The failure of the multiple access antenna on the first satellite, the TDRS-H, was discovered two months after its June 2000 launch to an orbit 22,300 miles above the equator.

"Obviously this is not what the agency had planned," said Robert Jenkins, project manager for NASA. "Our primary objective now is to make sure the (TDRS) I and J fully meet their specification performance."

The settlement is expected to be reached by the end of the month, the source said.

Citing company policy against releasing proprietary information, Boeing officials only said that the problem was caused by a construction material that has since been eliminated in the TDRS-I and TDRS-J models.

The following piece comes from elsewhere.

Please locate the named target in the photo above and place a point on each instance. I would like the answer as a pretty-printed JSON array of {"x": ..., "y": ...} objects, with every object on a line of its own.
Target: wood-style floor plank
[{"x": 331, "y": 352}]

"This antenna did pass all tests on the ground," said Diana Ball, a Boeing spokeswoman. "But once you put it into space, you encounter some phenomena that an earth environment just can't replicate. This particular antenna is not used on any other Boeing satellite. So it was a bit revolutionary for us."

The other two satellites remain on schedule to be launched on Oct. 29, 2001 and October 2002.

Boeing has firm orders for 32 commercial, civil and defense satellites, including the remaining TDRS models, for $4.8 billion, as well as options on eight others for an additional $1.2 billion.

Sources said the satellites are insured so the financial setback will not have an adverse effect on Boeing's earnings statement.

Furthermore, analysts said the reputation that came with the Hughes purchase will ensure that the Boeing name will not be tarnished by the setback.

"Hughes ran a very good ship," said Jeffrey Pittsburg, owner of Great Neck, N.Y.-based Pittsburg Research Inc. "They've been doing it for a lot of years. Boeing bought a good project when it bought (Hughes.)"

The first seven satellites in the TDRS series were constructed by TRW Inc.'s Space and Electronics unit in Redondo Beach.

There were no performance problems with any of the spacecraft, the first of which was launched in 1983, said TRW spokesman Jack Prichett. One was lost in the explosion of the Space Shuttle Challenger in January 1986.